Vampire FPU emulation
The very first version of the SoftFPU called femu 0.1 is released and of course I want to try how good (and how fast) it works. It is the first version so no one should expect wonders. It comes in three versions, 030, 040 and 080 (why there is no 020?). In principle I wanted to try all of them but only the 080 Version works on the Vampire. the 030 Version crashes directly, the 040 crashes on first FPU command. So I have stay with the 080 Version.
First again my Mandelbrot program. (sadly the picture output does not work currently, not big endian compatbile 😉 so I can not check if the result is ok)
Mandelbrot results (Runtimes, shorter is better)
|Test||68060/50 MHz FPU||68060/50Mhz SoftFPU||Vampire SoftFPU||68030 68882/50 Mhz FPU||68030 SoftFPU||Vampire Femu 0.10|
|Mandelbrot single precision||0.12 s||9.53 s||3.81 s||2.14 s||38.03 s||11.14 s|
|Mandelbrot double precision||0.15 s||23.72 s||13.37 s||2.31 s||71.87 s||10.31 s|
Thats already rather interesting, it seems the femu calculates everything in double, which makes sense because the FPU always use extended. There was a hint already in the manual that femu needs the double precision math libraries from the system. It seems that femu is just a wrapper to guide the TRAPs to the libraries. Not a bad idea actually. In double it’s even a little bit faster than the FPC SoftFPU, not bad, as guessed in the FPC SoftFPU is a lot of optimization potential 😉
Next the Scimark test:
SciMark2 results (MFlops, higher is better)
Vampire V600 V2+ 128 MB FPU Code femu 0.10Mininum running time = 2.00 seconds Composite Score MFlops: 0.08 FFT Mflops: 0.04 (N=1024) SOR Mflops: 0.12 (100 x 100) MonteCarlo: Mflops: 0.05 Sparse matmult Mflops: 0.09 (N=1000, nz=5000) LU Mflops: 0.09 (M=100, N=100)
Vampire V600 V2+ 128 MB SoftFPU codeMininum running time = 2.00 seconds Composite Score MFlops: 0.06 FFT Mflops: 0.03 (N=1024) SOR Mflops: 0.12 (100 x 100) MonteCarlo: Mflops: 0.03 Sparse matmult Mflops: 0.08 (N=1000, nz=5000) LU Mflops: 0.02 (M=100, N=100)

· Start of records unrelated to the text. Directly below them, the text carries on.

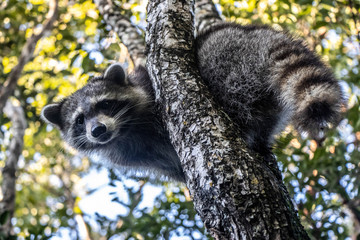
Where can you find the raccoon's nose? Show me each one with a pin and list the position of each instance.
(98, 129)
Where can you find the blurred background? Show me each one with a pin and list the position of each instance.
(63, 195)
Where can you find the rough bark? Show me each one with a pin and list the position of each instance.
(27, 52)
(206, 15)
(7, 204)
(236, 193)
(127, 32)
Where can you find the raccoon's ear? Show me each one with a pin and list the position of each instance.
(51, 114)
(116, 74)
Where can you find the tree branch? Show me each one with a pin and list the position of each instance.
(27, 52)
(7, 204)
(235, 193)
(127, 32)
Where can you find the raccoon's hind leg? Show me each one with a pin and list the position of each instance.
(307, 88)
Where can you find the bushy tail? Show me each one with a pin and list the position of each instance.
(307, 88)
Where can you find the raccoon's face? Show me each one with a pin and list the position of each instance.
(106, 108)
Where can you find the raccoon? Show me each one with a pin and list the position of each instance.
(113, 117)
(265, 79)
(262, 78)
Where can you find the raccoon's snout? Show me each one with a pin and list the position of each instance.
(98, 129)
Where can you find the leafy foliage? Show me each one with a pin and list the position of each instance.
(51, 186)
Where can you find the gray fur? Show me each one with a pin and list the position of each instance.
(261, 77)
(264, 78)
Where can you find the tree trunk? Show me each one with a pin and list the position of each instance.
(235, 192)
(7, 204)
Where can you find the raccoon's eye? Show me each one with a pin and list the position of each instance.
(80, 119)
(104, 105)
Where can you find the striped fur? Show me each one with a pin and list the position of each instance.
(265, 78)
(262, 78)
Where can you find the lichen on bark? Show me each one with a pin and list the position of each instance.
(235, 192)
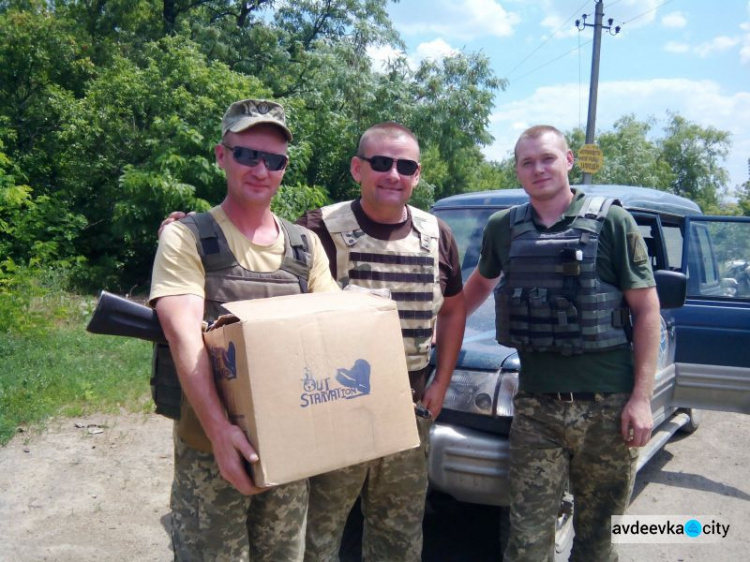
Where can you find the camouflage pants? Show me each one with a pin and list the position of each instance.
(212, 521)
(393, 491)
(553, 443)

This SciMark tests are usually done in Double precision so we see the same trend as in the Mandelbrot. It’s very nice that this tests run without any problems already kudos to the coder, it works.
To check for more FPU commands I took out my real time raytracer (ok on Amiga not that real time anymore :-P) changed that to a saving routine of a single picture and compiled for FPU and SoftFPU. It works and the picture looks very nice, as it should be:
As visible in the picture it needed 730 s to render that picture (as I said, not really realtime) with fpc SoftFPU it needs 280s the 68030/68882/50 Mhz needs 224 s. (sidemark on my AROS i386 box that image needs 0.2 s) and for all cases the picture looks good. The femu does what it promised, not actually very fast but reliable. A little bit disturbing of course is the freezing mouse, when the TRAPs appear. But here the coder of femu can’t do anything, as far as I understood he works closely together with the Vampire developer, so maybe he get a faster (or even not-) TRAP mechanism for the emulation in a later Vampire Firmware.
At the moment I still would prefer to use FPCs SoftFPU for MUIMapparium because there the Mouse will not freeze so the GUI feels more snappy.